Abstract

Site Design for Multifamily Housing: Creating Livable, Connected Neighborhoods provides practical guidance for planners, developers, and designers to create livable, connected multifamily housing developments and neighborhoods. While livability is one of the core values of sustainability (Berke et al. 2006), it has been hampered in many US communities due to lacking connectivity and increasing autodependency. Today, a disproportionate number of residents in the suburbs depend on automobile even for local daily trips to schools, shops, services, and recreational facilities. The authors address that the site design for multifamily housing promoting connectivity and accessibility is critical, especially in the suburbs, because denser development and multifamily housing are important components of compact and walkable development that enhances community livability.
The main component of this book is ten key site design criteria including pedestrian network, street network, access points, edges, parking, street design, building massing and orientation, open space and landscape design, bicycles, and relationships. The criteria are comprehensive for increasing connectivity and accessibility in and around a multifamily housing development but not mutually exclusive. The recommendations in each site design element consider physical aspects (e.g., efficiency and attractiveness) as well as social aspects (e.g., safety and social relations).

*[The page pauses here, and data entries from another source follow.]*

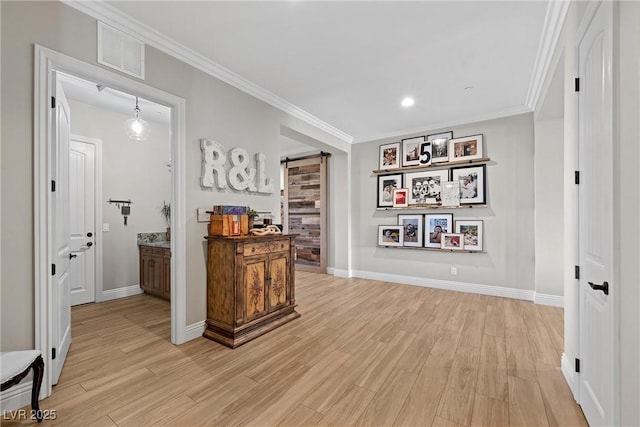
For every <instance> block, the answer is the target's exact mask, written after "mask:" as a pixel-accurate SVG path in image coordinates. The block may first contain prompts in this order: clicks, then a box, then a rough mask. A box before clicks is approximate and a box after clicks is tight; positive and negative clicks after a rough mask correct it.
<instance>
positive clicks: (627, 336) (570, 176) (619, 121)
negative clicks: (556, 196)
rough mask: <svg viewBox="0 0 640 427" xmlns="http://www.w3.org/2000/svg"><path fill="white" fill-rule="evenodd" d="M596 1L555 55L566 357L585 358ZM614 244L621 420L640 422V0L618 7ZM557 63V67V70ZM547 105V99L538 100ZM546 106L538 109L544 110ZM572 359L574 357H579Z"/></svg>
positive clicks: (564, 338) (567, 370) (577, 11)
mask: <svg viewBox="0 0 640 427" xmlns="http://www.w3.org/2000/svg"><path fill="white" fill-rule="evenodd" d="M587 7H588V4H587V3H586V2H572V3H571V6H570V8H569V13H568V16H567V19H566V21H565V24H564V27H563V30H562V34H561V37H560V40H559V43H558V46H557V48H556V51H555V53H554V59H553V63H558V64H560V66H561V67H563V68H564V85H563V86H564V88H563V92H564V182H565V186H564V192H565V197H564V211H565V212H564V216H565V220H564V222H565V232H564V235H565V249H564V258H565V272H564V282H565V285H564V290H565V294H564V298H565V310H564V318H565V330H564V355H563V357H564V359H565V360H566V361H567V363H569V361H573V359H574V358H575V357H579V342H578V331H579V329H578V327H579V325H578V313H579V298H578V292H577V289H578V288H577V286H576V280H575V279H574V277H573V265H574V264H577V263H578V262H577V261H578V259H577V257H578V255H577V250H578V247H577V230H576V228H575V227H576V226H575V224H576V223H577V211H576V206H577V190H576V186H575V185H574V183H573V171H574V170H576V169H577V158H578V152H577V150H578V142H577V141H578V137H577V128H576V126H577V125H576V123H577V115H578V105H577V97H576V96H575V92H574V89H573V80H574V78H575V77H576V76H578V73H577V71H576V69H575V66H576V64H575V56H574V55H575V46H576V44H577V29H578V25H579V24H580V21H581V19H582V17H583V15H584V12H585V10H586V8H587ZM613 22H614V91H615V92H614V106H615V107H614V108H615V110H614V114H615V115H616V117H617V125H616V126H614V129H615V134H614V174H615V175H614V182H615V190H614V215H615V224H614V231H615V234H614V242H615V257H616V264H617V265H616V266H615V276H616V277H615V283H616V290H617V298H618V299H617V307H616V310H617V312H618V319H619V336H618V338H619V342H620V345H619V360H617V361H610V362H611V363H614V364H615V365H616V366H617V367H618V368H619V372H620V383H619V387H618V389H617V390H616V394H617V396H618V397H619V402H620V407H619V414H618V416H619V424H620V425H624V426H637V425H640V406H639V405H638V402H640V369H639V365H638V360H640V344H639V343H640V314H639V313H640V311H639V310H638V307H640V291H639V286H638V283H639V282H640V263H639V262H638V260H639V259H640V248H639V246H638V241H639V240H640V226H639V224H638V212H639V210H640V192H639V188H640V173H639V169H638V164H639V162H640V149H639V146H638V141H639V140H640V83H639V82H640V64H639V58H640V29H639V27H638V25H637V23H638V22H640V3H637V2H629V1H621V2H616V3H615V5H614V18H613ZM551 69H553V67H552V68H551ZM551 80H552V75H551V73H549V75H548V76H547V81H546V82H545V85H546V86H549V85H551ZM538 105H539V106H540V107H539V108H542V106H543V105H544V98H543V99H541V102H540V103H539V104H538ZM537 113H538V110H537V111H536V115H537ZM571 363H572V362H571ZM563 368H565V370H564V373H565V376H567V378H568V380H569V383H570V384H571V385H575V384H572V382H575V381H577V377H576V376H575V374H573V372H572V369H570V368H572V366H563Z"/></svg>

The first nine site design elements address how to increase connectivity within the development and to surrounding developments through an effective design of walking, biking, and driving paths, parking, building structure, and open space. In particular, the authors emphasize how to make a multifamily development more connected to external streets and nearby developments. The last element, relationship, focuses on the site design methods to engage with specific surrounding uses including commercial areas, single-family homes and other multifamily developments, and open space. Each site design criterion is accompanied by its definition, examples of existing conditions that are missing the site design element, and recommendations that reflect the site design element.
The section of site design criteria is followed by exemplary suburban multifamily developments that integrated the site design criteria. The book also includes a section of how exiting projects might be retrofitted to incorporate the site design criteria. These examples allow readers to have an opportunity to apply the site design elements to practical cases. The final two sections consist of a project checklist that can be used during project development and municipal codes from five progressive cities in Oregon, California, and North Carolina that have embraced the site design elements.
This book may be used as a desktop reference for planners, developers, designers, and even residents and as a textbook for a site design class. Not only does this book illustrate practical cases and give ideas of an effective site design for multifamily developments by using numerous maps and photos, but it also connects the site design elements to city codes. This book is clearly written and is easy to follow with an instruction to use the site design criteria and visual images.
What the book lacks is the backgrounds of how the progressive cities began to adopt their codes. Additionally, it does not discuss financial viability for the proposed improvements or the strategies to adopt such codes. A brief discussion on financial reality or strategies to adopt codes that enhance livability will help understand how planners and local officers can play a role in adopting such codes. Also, a discussion on the relationship of site design with urban planning and architectural design may be useful. Finally, as housing development is so different politically, socioeconomically, and culturally across regions, including additional examples of multifamily housing development from the midwestern and the eastern regions will be helpful.